Egyptian Premier League
- Season: 1952–53
- Dates: 14 November 1952 – 2 August 1953
- Champions: Al Ahly (4th title)
- Relegated: Port Fuad relegated after playing playoffs with Ismaily and Teram
- Matches played: 89
- Goals scored: 322 (3.62 per match)
- Top goalscorer: El-Dhizui (18 goals)
- Biggest home win: Zamalek 6–0 El Sekka El Hadid (30 November 1952)
- Biggest away win: Zamalek 1–4 Al Masry (10 April 1953)
- Highest scoring: Teram 4–7 Ismaily (24 May 1953)

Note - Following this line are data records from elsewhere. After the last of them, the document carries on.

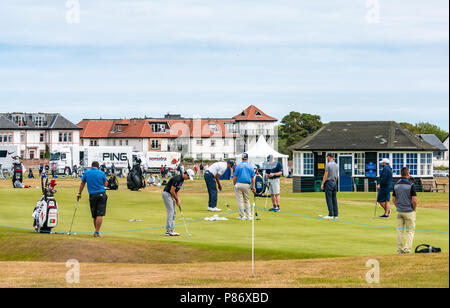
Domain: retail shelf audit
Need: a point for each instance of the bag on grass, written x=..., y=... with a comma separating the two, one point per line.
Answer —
x=424, y=248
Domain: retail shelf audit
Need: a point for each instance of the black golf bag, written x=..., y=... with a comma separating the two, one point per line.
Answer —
x=113, y=184
x=135, y=180
x=17, y=174
x=46, y=211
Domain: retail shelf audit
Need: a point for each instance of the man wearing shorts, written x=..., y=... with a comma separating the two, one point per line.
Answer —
x=274, y=173
x=96, y=182
x=171, y=199
x=385, y=187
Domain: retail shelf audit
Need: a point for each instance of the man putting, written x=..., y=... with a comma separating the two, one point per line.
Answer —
x=212, y=179
x=97, y=183
x=329, y=186
x=274, y=173
x=385, y=187
x=244, y=182
x=405, y=199
x=171, y=199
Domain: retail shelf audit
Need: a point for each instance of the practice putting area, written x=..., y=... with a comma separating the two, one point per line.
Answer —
x=293, y=248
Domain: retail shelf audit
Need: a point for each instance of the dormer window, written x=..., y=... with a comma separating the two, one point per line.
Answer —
x=39, y=120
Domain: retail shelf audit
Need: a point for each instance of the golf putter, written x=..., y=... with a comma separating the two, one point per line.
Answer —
x=71, y=225
x=184, y=222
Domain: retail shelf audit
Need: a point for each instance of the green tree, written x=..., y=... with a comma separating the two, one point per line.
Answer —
x=296, y=127
x=426, y=128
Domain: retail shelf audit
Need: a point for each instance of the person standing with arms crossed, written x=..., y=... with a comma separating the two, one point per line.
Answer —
x=96, y=182
x=405, y=199
x=274, y=174
x=212, y=180
x=329, y=186
x=385, y=187
x=171, y=199
x=244, y=183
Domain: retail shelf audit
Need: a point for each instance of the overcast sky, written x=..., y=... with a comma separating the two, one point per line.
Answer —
x=214, y=58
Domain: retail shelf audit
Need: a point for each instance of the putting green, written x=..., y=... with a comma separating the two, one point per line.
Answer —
x=296, y=234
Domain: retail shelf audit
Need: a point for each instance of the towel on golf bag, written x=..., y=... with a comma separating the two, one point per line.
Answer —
x=427, y=249
x=45, y=214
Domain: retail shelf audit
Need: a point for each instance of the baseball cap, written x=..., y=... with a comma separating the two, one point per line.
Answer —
x=191, y=174
x=386, y=161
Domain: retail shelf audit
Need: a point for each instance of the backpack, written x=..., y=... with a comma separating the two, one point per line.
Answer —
x=427, y=249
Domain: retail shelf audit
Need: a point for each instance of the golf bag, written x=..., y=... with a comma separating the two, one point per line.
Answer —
x=113, y=184
x=17, y=174
x=46, y=211
x=136, y=180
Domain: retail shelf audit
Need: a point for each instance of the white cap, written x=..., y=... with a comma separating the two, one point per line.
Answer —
x=191, y=174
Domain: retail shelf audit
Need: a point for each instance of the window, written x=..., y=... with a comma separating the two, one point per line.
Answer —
x=426, y=164
x=411, y=162
x=360, y=164
x=398, y=162
x=308, y=163
x=213, y=127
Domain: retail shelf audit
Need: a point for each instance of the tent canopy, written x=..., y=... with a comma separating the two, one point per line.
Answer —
x=259, y=153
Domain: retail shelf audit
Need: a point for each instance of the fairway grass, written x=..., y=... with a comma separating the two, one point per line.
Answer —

= 1952–53 Egyptian Premier League =

The 1952–53 Egyptian Premier League started in November 1952. Al Ahly were crowned champions for the fourth time in the club's history.

== League table ==

| Pos | Club | Pld | W | D | L | F | A | Pts |
|---|---|---|---|---|---|---|---|---|
| 1 | Al Ahly (C) | 18 | 12 | 4 | 2 | 37 | 23 | 28 |
| 2 | Zamalek | 18 | 10 | 6 | 2 | 33 | 19 | 26 |
| 3 | Al Masry | 18 | 10 | 4 | 4 | 40 | 23 | 24 |
| 4 | Tersana SC | 18 | 9 | 2 | 7 | 42 | 38 | 20 |
| 5 | El Sekka El Hadid | 18 | 7 | 5 | 6 | 32 | 33 | 19 |
| 6 | Al Ittihad | 18 | 8 | 2 | 8 | 36 | 32 | 18 |
| 7 | Olympic | 18 | 6 | 2 | 10 | 29 | 35 | 14 |
| 8 | Port Fuad (R) | 18 | 5 | 3 | 10 | 22 | 31 | 13 |
| 9 | Ismaily SC | 18 | 4 | 3 | 11 | 27 | 41 | 11 |
| 10 | Teram | 18 | 1 | 5 | 12 | 19 | 42 | 7 |

 (C)= Champions, (R)= Relegated, Pld = Matches played; W = Matches won; D = Matches drawn; L = Matches lost; F = Goals for; A = Goals against; ± = Goal difference; Pts = Points.